Ironically, Bastiat was a journalist. But he was a rare one who understood political economy. “Not to know political economy is to allow oneself to be dazzled by the immediate effect of a phenomenon; to know political economy is to take into account the sum total of all effects, both immediate and future,” Bastiat wrote. Most journalists are dazzled by the immediate effects, which it is their job to see. That’s why they usually aren’t very good at economics.

The Editorial Board of the Wall Street Journal is appropriately aghast at the bipartisan hostility to Nippon Steel’s effort to purchase U.S. Steel. A slice:

Ms. Harris is apparently undaunted by economic illiteracy, telling a Monday rally in Pittsburgh that “U.S. Steel should remain American-owned and American-operated.”

A politician with the U.S. national interest in mind would celebrate the Nippon Steel deal, which would boost U.S. manufacturing. The Japanese firm has promised to spend $2.7 billion refurbishing the Pittsburgh steel maker’s aging plants. It has also agreed to honor U.S. Steel’s collective-bargaining agreements with the United Steelworkers.

The union has nonetheless lobbied the Administration to block the deal because it prefers a takeover by Cleveland-Cliffs, a union shop like U.S. Steel. The union wants to create a domestic cartel shielded from competition by the Trump-Biden 25% steel tariffs.

Noah Rothman rightly criticizes the idiotic ‘economics’ uses to justify Harris’s case for price controls.

My Mercatus Center colleague Alden Abbott, writing at Forbes, explains why he disapproves of two recent Biden administration antitrust actions. A slice:

Cases like RealPage threaten to chill the beneficial use of pricing algorithms that allow firms to adjust more swiftly to changing market conditions by pricing more efficiently. The fact that a particular algorithmic software package is favored by many firms in an industry may merely indicate that the package is widely seen as superior. Disincentivizing individual reliance on a favored business tool undermines, rather than promotes, competition.

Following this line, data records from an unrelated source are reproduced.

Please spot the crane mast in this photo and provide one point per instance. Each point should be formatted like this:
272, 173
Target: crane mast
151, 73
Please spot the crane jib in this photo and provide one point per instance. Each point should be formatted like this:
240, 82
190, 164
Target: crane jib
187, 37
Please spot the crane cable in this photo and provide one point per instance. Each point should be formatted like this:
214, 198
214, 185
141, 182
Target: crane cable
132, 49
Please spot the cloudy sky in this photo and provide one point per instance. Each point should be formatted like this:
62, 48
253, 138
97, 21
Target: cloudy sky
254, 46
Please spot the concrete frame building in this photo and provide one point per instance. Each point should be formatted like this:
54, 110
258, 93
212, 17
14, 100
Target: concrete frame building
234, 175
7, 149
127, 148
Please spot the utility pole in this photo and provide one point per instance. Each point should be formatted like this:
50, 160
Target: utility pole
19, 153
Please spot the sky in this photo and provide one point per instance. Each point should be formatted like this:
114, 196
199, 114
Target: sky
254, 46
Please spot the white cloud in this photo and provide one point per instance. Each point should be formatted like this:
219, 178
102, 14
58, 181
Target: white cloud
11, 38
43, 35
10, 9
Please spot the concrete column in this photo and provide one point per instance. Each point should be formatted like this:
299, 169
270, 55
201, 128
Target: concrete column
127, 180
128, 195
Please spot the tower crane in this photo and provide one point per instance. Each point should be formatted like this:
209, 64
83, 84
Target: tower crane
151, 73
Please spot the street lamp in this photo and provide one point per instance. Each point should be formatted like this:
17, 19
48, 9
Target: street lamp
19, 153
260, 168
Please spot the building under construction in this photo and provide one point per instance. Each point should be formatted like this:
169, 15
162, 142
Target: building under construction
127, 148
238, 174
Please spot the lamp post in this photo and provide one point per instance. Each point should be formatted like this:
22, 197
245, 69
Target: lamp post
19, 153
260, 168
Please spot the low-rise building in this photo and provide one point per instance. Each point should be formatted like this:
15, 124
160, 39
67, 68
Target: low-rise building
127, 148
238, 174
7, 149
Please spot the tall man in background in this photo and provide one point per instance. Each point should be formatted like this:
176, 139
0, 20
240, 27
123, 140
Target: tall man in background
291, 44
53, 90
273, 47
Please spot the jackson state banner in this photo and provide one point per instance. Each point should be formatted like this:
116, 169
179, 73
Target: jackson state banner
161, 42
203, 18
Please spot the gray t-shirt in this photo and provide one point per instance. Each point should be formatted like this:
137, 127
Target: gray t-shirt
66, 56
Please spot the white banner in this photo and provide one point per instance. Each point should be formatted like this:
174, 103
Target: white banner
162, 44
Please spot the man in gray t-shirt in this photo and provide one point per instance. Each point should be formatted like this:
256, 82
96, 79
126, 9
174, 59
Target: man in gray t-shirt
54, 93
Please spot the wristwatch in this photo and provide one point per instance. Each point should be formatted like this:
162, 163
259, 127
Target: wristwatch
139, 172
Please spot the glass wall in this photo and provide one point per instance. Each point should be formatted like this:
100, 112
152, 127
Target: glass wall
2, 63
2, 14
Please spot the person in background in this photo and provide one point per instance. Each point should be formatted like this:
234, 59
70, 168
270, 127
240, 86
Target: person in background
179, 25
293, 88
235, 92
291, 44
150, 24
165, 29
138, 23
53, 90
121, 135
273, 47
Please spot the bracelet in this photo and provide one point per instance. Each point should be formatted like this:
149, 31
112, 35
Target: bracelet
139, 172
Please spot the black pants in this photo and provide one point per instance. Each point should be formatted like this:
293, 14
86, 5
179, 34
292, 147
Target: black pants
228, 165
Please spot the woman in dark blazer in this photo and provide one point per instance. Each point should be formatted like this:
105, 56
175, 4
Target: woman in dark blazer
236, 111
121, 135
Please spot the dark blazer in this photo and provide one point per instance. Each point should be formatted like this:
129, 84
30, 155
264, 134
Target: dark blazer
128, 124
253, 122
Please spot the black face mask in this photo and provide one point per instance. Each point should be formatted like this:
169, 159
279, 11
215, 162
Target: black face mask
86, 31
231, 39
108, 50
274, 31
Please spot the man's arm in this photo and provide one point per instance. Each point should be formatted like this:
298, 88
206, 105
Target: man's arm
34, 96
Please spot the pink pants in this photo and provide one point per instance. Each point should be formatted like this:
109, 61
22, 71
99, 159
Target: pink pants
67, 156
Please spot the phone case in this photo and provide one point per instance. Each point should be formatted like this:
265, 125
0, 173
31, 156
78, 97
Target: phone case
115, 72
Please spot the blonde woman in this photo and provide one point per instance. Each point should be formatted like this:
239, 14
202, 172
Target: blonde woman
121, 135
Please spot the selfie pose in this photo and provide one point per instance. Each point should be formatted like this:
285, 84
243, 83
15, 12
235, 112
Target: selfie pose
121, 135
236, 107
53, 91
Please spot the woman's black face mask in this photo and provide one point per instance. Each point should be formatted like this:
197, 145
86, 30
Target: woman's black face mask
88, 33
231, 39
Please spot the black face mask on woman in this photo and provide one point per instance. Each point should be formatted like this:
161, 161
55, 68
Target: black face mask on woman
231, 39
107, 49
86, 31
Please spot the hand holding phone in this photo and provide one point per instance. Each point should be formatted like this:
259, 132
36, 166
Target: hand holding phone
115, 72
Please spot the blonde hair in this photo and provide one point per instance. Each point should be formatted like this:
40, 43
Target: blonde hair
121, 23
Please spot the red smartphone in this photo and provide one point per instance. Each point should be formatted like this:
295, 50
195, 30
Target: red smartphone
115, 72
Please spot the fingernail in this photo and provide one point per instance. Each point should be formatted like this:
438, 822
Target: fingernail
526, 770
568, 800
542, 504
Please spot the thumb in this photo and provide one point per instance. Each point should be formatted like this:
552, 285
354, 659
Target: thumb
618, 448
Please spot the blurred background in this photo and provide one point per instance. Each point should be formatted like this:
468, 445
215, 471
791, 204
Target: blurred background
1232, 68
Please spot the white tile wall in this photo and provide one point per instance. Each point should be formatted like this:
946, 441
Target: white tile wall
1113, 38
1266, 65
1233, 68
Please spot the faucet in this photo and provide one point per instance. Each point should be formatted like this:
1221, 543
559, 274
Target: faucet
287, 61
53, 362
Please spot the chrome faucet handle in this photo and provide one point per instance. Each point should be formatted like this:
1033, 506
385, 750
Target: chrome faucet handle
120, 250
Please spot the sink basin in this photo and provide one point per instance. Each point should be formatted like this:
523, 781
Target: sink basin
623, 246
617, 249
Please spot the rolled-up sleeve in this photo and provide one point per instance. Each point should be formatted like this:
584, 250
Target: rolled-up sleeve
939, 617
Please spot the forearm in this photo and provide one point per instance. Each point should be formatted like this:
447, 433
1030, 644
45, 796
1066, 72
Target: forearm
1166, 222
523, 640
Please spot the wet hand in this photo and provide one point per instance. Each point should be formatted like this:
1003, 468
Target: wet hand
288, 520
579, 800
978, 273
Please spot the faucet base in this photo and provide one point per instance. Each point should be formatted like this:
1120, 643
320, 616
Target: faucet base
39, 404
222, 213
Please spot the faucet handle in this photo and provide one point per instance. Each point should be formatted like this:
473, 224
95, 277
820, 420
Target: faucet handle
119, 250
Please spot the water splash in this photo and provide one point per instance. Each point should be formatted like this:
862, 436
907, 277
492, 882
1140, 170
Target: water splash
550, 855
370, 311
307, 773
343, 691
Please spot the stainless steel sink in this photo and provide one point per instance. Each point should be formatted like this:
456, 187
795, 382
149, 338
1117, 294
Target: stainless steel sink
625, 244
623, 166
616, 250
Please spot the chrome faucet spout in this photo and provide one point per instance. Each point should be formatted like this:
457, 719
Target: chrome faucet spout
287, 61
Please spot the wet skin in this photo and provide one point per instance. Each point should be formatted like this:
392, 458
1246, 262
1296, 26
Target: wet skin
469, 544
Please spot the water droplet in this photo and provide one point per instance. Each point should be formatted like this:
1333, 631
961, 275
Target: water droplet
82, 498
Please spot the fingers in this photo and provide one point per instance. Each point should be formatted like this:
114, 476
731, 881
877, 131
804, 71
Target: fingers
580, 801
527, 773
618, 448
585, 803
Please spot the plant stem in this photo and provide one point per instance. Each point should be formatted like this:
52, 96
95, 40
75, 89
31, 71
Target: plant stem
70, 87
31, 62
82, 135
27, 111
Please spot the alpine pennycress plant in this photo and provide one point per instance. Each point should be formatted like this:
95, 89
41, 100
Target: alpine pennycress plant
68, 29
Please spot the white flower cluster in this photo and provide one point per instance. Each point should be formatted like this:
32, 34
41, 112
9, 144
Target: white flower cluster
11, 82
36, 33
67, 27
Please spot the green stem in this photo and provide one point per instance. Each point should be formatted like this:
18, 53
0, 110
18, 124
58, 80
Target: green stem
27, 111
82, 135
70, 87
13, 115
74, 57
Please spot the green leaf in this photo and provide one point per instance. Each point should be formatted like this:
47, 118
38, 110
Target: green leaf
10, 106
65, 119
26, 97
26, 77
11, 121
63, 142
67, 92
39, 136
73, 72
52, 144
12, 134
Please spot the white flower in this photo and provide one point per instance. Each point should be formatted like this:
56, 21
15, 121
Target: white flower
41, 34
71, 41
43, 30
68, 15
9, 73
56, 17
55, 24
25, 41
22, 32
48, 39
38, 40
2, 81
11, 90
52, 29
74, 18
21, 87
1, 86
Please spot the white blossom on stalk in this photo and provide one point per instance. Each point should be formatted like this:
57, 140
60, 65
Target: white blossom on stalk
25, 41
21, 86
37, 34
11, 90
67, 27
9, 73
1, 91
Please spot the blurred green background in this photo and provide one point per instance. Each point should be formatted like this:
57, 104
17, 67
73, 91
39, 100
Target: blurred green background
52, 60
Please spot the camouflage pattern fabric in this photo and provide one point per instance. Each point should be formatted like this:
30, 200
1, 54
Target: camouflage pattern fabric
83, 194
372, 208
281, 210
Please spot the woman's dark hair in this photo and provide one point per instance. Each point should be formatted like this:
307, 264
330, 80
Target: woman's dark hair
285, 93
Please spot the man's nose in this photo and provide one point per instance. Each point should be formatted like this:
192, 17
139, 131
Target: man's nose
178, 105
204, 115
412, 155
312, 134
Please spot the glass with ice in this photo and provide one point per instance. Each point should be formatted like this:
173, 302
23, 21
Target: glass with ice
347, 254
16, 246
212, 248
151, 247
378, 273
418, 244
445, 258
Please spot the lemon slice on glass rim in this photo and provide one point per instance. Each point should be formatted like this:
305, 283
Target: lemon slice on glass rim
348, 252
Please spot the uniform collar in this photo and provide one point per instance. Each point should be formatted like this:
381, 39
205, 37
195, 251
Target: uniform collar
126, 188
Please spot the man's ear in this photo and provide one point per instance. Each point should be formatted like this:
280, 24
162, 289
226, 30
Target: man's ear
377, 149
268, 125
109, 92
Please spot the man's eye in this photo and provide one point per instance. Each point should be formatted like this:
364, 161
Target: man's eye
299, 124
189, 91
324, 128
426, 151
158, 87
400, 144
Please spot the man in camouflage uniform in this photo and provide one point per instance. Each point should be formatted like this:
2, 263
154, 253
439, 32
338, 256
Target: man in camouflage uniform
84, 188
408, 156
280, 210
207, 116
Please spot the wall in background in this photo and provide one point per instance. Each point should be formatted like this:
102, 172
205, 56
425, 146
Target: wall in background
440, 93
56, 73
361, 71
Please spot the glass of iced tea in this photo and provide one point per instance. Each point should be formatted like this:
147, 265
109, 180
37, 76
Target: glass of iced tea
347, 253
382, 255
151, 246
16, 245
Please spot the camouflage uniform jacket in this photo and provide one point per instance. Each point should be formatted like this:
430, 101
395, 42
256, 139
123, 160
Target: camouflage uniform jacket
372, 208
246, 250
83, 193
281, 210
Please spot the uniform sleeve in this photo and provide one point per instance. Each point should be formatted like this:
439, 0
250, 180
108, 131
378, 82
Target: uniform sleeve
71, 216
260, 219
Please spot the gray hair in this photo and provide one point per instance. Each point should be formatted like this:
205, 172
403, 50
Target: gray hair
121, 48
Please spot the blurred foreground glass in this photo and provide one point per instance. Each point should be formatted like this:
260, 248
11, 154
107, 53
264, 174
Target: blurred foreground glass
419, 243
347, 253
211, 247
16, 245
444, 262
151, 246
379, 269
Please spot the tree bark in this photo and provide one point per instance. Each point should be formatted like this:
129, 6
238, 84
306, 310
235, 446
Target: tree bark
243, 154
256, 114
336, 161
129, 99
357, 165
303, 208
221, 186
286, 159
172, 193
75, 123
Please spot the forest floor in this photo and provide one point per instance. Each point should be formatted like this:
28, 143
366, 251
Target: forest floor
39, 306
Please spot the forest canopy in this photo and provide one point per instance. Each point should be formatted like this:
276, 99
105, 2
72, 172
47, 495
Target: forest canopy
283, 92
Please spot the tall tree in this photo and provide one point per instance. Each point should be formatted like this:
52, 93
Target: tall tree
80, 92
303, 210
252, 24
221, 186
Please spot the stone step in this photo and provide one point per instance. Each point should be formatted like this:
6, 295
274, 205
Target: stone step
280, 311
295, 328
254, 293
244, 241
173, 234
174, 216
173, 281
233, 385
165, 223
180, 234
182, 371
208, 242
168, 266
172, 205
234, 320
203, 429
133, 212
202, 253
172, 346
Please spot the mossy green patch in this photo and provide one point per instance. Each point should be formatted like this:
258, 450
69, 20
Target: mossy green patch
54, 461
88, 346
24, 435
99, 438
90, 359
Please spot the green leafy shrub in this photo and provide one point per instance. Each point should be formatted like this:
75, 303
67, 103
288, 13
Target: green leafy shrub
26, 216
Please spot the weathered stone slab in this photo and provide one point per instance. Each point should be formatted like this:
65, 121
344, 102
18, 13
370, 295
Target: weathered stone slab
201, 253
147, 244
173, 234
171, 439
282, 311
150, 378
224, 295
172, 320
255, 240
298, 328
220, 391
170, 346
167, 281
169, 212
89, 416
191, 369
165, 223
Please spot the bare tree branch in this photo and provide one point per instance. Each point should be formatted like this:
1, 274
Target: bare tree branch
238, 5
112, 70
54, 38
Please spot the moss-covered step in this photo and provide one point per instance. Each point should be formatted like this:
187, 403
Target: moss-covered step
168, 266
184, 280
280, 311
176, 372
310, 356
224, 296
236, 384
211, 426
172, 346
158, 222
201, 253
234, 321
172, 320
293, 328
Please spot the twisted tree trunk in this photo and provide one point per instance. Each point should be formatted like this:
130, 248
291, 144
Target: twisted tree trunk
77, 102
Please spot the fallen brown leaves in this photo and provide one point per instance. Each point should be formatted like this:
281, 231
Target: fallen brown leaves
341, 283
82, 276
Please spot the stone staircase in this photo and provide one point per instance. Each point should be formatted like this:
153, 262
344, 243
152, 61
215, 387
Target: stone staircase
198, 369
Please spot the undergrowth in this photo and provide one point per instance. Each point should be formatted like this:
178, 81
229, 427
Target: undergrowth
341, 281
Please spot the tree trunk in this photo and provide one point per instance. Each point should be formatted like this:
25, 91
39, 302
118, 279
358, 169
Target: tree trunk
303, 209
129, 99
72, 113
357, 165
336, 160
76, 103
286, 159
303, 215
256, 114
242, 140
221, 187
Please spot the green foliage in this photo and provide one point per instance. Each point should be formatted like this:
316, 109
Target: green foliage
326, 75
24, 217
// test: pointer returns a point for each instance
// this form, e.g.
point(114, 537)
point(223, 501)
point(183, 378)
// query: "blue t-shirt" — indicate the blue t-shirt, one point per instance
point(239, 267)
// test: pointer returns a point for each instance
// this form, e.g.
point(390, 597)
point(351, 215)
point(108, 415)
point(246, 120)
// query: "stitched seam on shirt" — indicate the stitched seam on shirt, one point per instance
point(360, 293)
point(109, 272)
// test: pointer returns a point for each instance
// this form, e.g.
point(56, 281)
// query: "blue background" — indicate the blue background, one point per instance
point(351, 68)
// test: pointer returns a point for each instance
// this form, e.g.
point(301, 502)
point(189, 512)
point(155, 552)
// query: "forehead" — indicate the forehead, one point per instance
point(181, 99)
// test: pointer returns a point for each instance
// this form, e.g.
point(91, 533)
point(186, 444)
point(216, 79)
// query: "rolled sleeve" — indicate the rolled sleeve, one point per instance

Here’s the abstract of a July 2024 paper by Carl Shapiro and Ali Yurukoglu: (HT Brian Albrecht)

Has the United States economy become less competitive in recent decades? One might think so based on a body of research that has rapidly become influential for antitrust policy. We explain that the empirical evidence relating to concentration trends, markup trends, and the effects of mergers does not actually show a widespread decline in competition. Nor does it provide a basis for dramatic changes in antitrust policy. To the contrary, in many respects the evidence indicates that the changes observed in a number of industries are likely to reflect competition in action. We highlight research that points to targeted interventions that can enable antitrust enforcement policy to better promote and protect competition. Throughout the paper, we identify open questions and opportunities for future research in the cross-industry evidence-at-scale paradigm, the industry-specific study paradigm, and their intersection.